Ya hay 180 rosarinos que eligieron cómo vivir una enfermedad terminal

Deciden sobre su futuro por si no llegan a estar lúcidos y para evitar que intervenga un tercero. Lo hacen a través del registro de autoprotección, que tiene carácter de escritura pública.

En Rosario hay unas 180 personas que ya anticiparon cómo deben ser tratadas en los últimos momentos de sus vidas o ante alguna situación que las torne vulnerables o en estado terminal. La decisión está formalizada con carácter de escritura pública en el Registro de Actos de Autoprotección que habilitó el Colegio de Escribanos en 2006 y que fue el segundo entre los 14 que hay actualmente en el país.

En los últimos tiempos, creció el interés y la reflexión acerca de los protocolos a seguir frente al propio deceso. Desde hace un mes hay una nueva herramienta legal relacionada con el tema, es la ley de muerte digna que el jueves permitió desconectar de los aparatos que la mantenían con vida a Camila, una beba en estado vegetativo desde que nació en 2009 (ver página 22).

¿Qué es un acto de autoprotección? "Es aquel en que una persona expresa su voluntad anticipadamente en previsión de la pérdida de su discernimiento o de una disminución o alteración de su aptitud psicofísica permanente o transitoria, que le impida expresarse por sí misma", definió la directora del Instituto de Derechos e Integración e Integración (Idei), Alicia Rajmil.

Estos actos pueden contener disposiciones sobre la vida, el cuidado de la persona y de sus bienes, la atención de la salud y los momentos finales. "Se trata una necesidad social de creciente requerimiento y significación en todo el país, una nueva incumbencia notarial a la cual debemos atender", explicó Rajmil en su carácter de portavoz del Colegio de Escribanos en cuyo archivo de protocolos se tramita el registro.

Decisión propia. En la provincia de Santa Fe, funciona desde 2006 el registro en cuestión, con dos delegaciones, la ciudad capital y Rosario.
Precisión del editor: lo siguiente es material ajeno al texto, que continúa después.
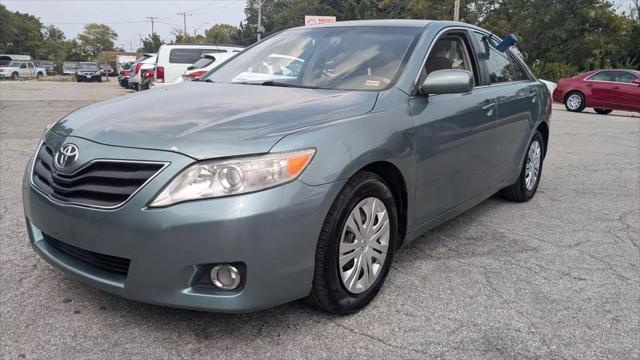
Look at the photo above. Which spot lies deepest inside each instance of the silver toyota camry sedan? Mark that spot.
(295, 170)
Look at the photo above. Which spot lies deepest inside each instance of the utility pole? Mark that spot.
(259, 27)
(184, 17)
(153, 19)
(456, 11)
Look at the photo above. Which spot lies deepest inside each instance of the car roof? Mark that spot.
(393, 23)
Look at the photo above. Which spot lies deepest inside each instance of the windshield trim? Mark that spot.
(418, 32)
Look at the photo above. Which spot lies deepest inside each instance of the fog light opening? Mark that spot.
(225, 277)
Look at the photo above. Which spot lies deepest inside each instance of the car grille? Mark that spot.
(102, 183)
(105, 262)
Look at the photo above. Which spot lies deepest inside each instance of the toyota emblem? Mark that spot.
(67, 154)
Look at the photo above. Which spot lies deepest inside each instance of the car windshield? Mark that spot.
(203, 62)
(344, 58)
(88, 66)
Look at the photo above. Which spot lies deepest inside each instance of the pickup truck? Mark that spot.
(22, 69)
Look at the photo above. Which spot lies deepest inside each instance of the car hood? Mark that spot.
(208, 120)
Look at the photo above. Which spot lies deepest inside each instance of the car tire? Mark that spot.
(574, 101)
(527, 184)
(329, 292)
(602, 111)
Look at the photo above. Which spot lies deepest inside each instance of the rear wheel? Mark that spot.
(602, 111)
(574, 101)
(527, 184)
(356, 246)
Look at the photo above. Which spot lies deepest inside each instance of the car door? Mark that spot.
(454, 133)
(23, 71)
(605, 91)
(518, 98)
(631, 87)
(31, 69)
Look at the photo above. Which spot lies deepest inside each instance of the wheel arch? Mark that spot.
(395, 180)
(543, 128)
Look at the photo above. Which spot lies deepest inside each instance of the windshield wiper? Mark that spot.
(283, 84)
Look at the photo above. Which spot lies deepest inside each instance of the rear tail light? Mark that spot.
(160, 74)
(196, 74)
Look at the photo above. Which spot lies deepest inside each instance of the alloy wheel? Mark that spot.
(574, 101)
(364, 245)
(533, 165)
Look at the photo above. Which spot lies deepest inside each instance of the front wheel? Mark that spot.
(527, 184)
(356, 246)
(602, 111)
(574, 102)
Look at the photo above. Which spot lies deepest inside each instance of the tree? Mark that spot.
(151, 44)
(97, 38)
(222, 34)
(20, 33)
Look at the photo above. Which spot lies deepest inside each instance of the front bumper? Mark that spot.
(273, 233)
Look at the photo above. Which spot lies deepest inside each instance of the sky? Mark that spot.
(128, 18)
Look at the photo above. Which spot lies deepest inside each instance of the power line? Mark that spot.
(184, 17)
(152, 18)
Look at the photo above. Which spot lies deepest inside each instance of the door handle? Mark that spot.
(488, 106)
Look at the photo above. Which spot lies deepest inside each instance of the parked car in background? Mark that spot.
(143, 65)
(125, 74)
(22, 70)
(206, 63)
(233, 195)
(49, 66)
(602, 90)
(147, 79)
(173, 60)
(5, 59)
(88, 71)
(106, 70)
(69, 67)
(550, 85)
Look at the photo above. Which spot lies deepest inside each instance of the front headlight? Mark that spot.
(216, 178)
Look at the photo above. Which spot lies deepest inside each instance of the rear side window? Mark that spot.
(625, 77)
(604, 76)
(185, 56)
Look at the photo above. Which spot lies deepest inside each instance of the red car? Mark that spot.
(602, 90)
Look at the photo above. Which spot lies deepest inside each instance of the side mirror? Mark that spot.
(447, 82)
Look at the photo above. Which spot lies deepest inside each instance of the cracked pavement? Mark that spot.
(555, 278)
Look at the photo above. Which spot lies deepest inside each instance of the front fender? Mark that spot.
(345, 146)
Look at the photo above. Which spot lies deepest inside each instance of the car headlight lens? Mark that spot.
(217, 178)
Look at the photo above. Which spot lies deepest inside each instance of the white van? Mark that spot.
(174, 59)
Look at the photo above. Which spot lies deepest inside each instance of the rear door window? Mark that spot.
(625, 77)
(603, 76)
(185, 56)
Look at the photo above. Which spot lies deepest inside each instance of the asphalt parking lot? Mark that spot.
(558, 277)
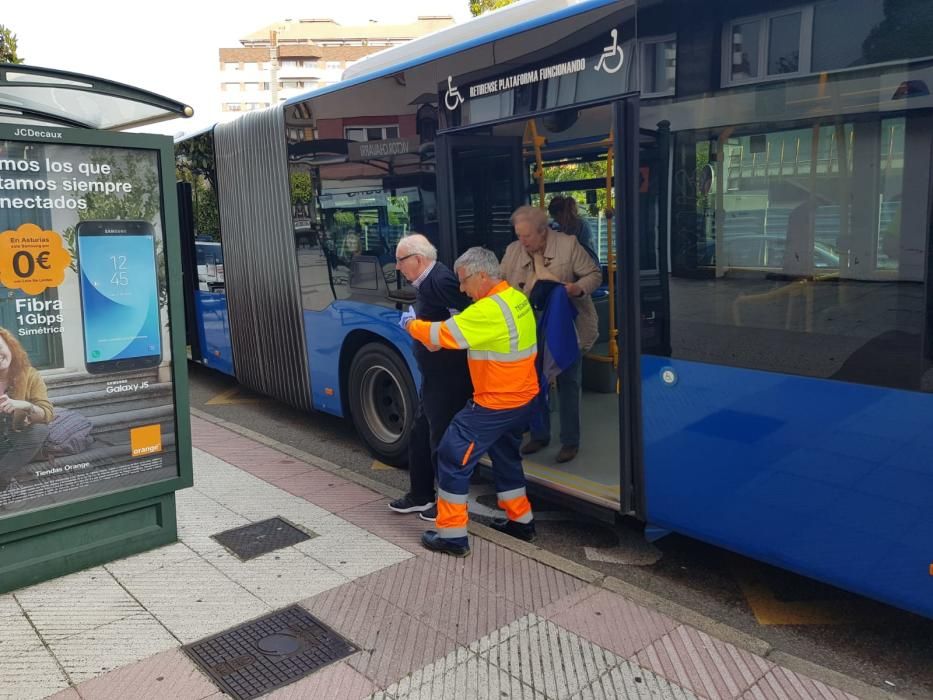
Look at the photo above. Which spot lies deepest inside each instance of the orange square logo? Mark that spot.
(146, 440)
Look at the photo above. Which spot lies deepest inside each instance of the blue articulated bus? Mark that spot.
(756, 177)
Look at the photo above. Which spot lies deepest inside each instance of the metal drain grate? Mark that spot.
(250, 541)
(265, 654)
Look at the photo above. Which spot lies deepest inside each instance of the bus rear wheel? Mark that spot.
(382, 402)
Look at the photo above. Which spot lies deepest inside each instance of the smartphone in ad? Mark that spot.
(119, 295)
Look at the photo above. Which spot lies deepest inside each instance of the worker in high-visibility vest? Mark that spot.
(498, 331)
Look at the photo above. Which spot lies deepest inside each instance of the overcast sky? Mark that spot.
(170, 46)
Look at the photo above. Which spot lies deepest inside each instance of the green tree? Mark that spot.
(8, 46)
(905, 32)
(478, 7)
(301, 187)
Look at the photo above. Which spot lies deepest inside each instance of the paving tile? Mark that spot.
(615, 623)
(566, 602)
(276, 467)
(32, 673)
(17, 635)
(195, 610)
(109, 647)
(398, 645)
(462, 676)
(412, 582)
(524, 581)
(393, 643)
(66, 694)
(552, 660)
(707, 666)
(464, 611)
(169, 674)
(335, 681)
(310, 482)
(630, 681)
(350, 610)
(52, 607)
(153, 559)
(403, 530)
(351, 551)
(9, 606)
(279, 578)
(499, 636)
(342, 497)
(782, 684)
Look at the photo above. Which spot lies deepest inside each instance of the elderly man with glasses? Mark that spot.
(445, 379)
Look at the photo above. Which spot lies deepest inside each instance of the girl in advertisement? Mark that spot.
(25, 409)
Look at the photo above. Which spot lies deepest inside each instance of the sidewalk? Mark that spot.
(498, 624)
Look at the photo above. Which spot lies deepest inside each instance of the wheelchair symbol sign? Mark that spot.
(613, 52)
(453, 98)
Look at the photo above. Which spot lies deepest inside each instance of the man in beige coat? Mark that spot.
(541, 253)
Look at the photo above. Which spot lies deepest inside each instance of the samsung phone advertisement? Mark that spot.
(86, 399)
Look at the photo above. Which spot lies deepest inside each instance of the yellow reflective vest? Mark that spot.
(500, 335)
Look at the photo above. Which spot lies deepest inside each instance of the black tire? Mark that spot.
(382, 400)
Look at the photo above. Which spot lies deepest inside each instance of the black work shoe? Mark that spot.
(567, 452)
(407, 504)
(532, 446)
(523, 531)
(430, 514)
(431, 540)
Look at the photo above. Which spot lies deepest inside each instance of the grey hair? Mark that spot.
(533, 215)
(417, 244)
(479, 259)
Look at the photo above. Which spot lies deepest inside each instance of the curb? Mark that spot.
(714, 628)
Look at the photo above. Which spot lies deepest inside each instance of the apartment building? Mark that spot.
(298, 55)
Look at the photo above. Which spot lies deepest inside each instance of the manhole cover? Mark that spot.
(250, 541)
(265, 654)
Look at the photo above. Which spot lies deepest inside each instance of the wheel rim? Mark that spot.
(384, 405)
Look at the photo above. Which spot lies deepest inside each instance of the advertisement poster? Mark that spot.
(86, 396)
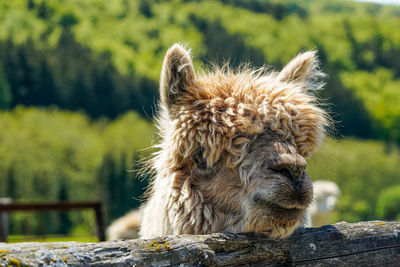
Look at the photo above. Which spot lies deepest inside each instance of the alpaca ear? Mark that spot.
(176, 75)
(304, 69)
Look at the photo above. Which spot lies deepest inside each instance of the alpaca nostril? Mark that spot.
(294, 172)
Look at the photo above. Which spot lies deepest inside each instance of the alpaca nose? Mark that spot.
(293, 168)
Desde ese momento hasta hoy, unos 180 rosarinos recorrieron el protocolo a través del cual se garantiza que en el futuro y, frente a situaciones límites, se procederá de acuerdo a su propia voluntad.

Entre las decisiones de mayor consulta figuran las prácticas médicas para los últimos momentos de la vida, además del lugar de residencia durante la vejez y la designación de curadores en el caso de una eventual insanía.

Los interesados deben concurrir al Idei y participar de una serie de entrevistas a través de las cuales los notarios les hacen reflexionar sobre la importancia que tendrán en el futuro las decisiones que tomen en el presente y que tienen carácter de escritura pública. El documento suscripto es confidencial con acceso restringido sólo a quienes indique el interesado o para ser consultado eventualmente por los médicos o el juzgado.

"En general, la preocupación tiene que ver con la salud, por ejemplo para dejar en claro que no aceptan tratamientos invasivos, encarnizamientos terapéuticos o la prolongación de la vida por medios extremos", comentó Rajmil. Y dijo que en forma habitual se reciben consultas sobre estos registros. Además de cómo encarar los últimos momentos, la gente también se preocupa por dejar en claro en qué lugar quiere vivir durante la vejez o a cargo de quién.

Según la escribana, los actos de autoprotección son una forma de "organizar, de tener un plan de vida y de intervenir en el propio futuro por si no se llega a estar lúcido; es evitar que otras personas decidan por un tercero". En su opinión, el registro muestra un crecimiento sostenido. En general, quienes concurren son personas ya maduras, en igual proporción de hombres y mujeres. Los jóvenes también los conforman, pero cuando hay de por medio problemas concretos y necesitan anticiparse a los acontecimientos.

Cómo proceder. La solicitud de registración de los actos de autoprotección se lleva a cabo mediante un formulario ya previsto por el Colegio de Escribanos y se tramita en las oficinas del Idei. El documento contendrá todos los datos formales de la escritura y de las personas designadas para la ejecución de las disposiciones del interesado. Entre otras especificaciones, se busca dotar al documento de la privacidad necesaria.